11 entry daha
  • 2. dünya savaşı sonrası amerikalıların sscb'ye gitmesin diye savaş ganimeti olarak çöktüğü kriegsmarine gemisi. başarısız bir gemi kesinlikle değildir, hms hood'un batırıldığı harekatta bismarck'a eskortluk ederek birçok harekatı başarılı sonuçlandırmış bir gemidir. eskort dediysek de bakmayın, prinz eugen 212.5 metrelik boyu ve 21 metrelik genişliği ile şu an denizde seyreden bütün türk savaş gemilerinden daha büyük bir gemiydi. bismarck gibi bir hayvanın gölgesinde kalan küçük kardeş olduğu için esamesi okunmaz, hikayesi bilinmez. ancak ikinci dünya savaşında müttefiklere kan kusturmuş iki gemiden biridir, savaştan sağ kurtulandır.

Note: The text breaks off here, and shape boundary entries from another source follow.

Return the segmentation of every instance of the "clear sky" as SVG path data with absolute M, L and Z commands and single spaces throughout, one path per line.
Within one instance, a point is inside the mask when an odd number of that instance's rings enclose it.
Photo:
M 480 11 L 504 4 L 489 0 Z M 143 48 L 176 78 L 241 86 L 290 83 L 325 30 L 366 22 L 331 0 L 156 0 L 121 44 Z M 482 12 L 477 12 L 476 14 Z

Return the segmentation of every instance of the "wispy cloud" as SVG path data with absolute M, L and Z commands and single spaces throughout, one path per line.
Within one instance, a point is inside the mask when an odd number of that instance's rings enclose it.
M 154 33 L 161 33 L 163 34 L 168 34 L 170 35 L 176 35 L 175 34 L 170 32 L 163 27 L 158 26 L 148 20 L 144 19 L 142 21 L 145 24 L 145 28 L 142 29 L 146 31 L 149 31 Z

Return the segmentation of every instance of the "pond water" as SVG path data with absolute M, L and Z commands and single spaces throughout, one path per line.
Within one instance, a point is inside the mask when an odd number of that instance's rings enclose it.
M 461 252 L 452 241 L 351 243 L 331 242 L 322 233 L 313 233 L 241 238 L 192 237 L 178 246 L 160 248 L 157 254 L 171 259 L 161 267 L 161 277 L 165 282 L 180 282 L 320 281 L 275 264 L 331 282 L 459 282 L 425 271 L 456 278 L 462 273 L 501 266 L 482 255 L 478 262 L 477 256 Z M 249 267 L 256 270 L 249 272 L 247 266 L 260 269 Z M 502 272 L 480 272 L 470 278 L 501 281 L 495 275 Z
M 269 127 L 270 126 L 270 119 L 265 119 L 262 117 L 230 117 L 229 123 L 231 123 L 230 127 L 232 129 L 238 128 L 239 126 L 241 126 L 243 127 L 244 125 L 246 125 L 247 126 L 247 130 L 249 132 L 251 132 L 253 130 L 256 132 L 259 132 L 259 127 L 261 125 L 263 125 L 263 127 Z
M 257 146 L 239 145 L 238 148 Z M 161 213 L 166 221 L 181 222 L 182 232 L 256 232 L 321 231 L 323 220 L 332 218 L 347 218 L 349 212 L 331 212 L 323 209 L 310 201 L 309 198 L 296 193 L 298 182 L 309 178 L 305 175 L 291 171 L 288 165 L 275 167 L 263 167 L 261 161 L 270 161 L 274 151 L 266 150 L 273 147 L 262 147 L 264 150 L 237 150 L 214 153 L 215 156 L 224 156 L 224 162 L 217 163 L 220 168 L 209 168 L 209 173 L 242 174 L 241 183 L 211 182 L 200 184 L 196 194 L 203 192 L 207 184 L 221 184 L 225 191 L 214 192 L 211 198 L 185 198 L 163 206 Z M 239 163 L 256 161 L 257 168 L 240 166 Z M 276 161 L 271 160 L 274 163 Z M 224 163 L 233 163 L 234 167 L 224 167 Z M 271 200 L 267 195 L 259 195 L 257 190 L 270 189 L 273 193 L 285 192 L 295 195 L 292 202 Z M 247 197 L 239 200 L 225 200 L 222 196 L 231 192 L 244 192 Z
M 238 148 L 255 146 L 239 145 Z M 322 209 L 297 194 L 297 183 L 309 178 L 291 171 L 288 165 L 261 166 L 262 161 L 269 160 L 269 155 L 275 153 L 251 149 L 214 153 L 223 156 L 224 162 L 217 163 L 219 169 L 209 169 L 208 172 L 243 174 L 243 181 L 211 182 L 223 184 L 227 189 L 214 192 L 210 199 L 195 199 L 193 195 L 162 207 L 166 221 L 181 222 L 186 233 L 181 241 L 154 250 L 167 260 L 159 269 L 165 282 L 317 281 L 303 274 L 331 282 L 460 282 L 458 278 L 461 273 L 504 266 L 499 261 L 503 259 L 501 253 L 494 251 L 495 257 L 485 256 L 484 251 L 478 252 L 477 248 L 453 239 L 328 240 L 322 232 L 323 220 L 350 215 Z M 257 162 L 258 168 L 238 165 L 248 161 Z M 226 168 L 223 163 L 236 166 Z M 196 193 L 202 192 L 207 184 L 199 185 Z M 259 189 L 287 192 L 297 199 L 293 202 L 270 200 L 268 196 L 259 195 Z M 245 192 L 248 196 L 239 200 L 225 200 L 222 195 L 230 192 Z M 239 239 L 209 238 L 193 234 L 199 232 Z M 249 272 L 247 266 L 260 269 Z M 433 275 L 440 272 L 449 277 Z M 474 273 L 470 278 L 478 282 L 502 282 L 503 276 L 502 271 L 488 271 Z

    kesinlikle aktif olarak kullanılabilecek kondisyonda amerikalılara teslim edilen bu gemi elbette dünyanın o zamana kadar gördüğü en güçlü donanmaya sahip amerikan ordusu tarafından "hmmmm bi de bu çıktı şimdi başımıza :s" şeklinde değerlendirilip, alman gemi personelinin idaresinde philadelphia'ya getirildi. amerikalılar burada geminin radar, sonar gibi alman teknolojisine haiz ıvır zıvırlarını söküp kendi gemilerine monte ettiler. alman personelin gemiyi amerikalı personele teslim etmesinin akabinde geminin ana makinası, kazanları geminin karakterine aşina olmayan amerikalılar tarafından bozulmuş, kısaca gemi amerikalıların ellerinde kalmıştır. normalde bu gibi durumlarda gemi söküme gider. ancak bu geminin hms hood'u batıran harekata katılmış olması, ingilizlere silah yardımı yapan onlarca amerikan ticaret gemisini bizzat atlantiğin dibine yollaması gibi bastığı bazı kuyruklardan ötürü amerikalılar bir sürü masrafa girerek gemiyi atlantiğin kuzeyindeki philly'den taa pasifiğin ötesine, marshall adalarına çekerek yedekleme suretiyle götürerek, üzerine atom bombası atmaya karar verirler. bu sırada amerikalılar geminin adını değiştirmez, kesinlikle bu da bir mesajdır. iki atom bombasına hedef tahtası olan emekli alman kruvazörü, bu eziyetten hafif hasarlarla sağ salim kurtulsa da birkaç ay sonra kendiliğinden batar.

    prinz eugene'in hikayesi gerçekten hazin ve onurludur. düşman ellerine kendini teslim etmemiş ve bu sebepten ötürü düşmanın en korkunç silahına iki kez hedef olup yine batmamış ancak kendi isteğiyle sulara gömülmüştür. hikayesi bir güverte zabiti-kaptan olan şahsıma gemilerin gerçekten ruhları olduğunu düşündürtür.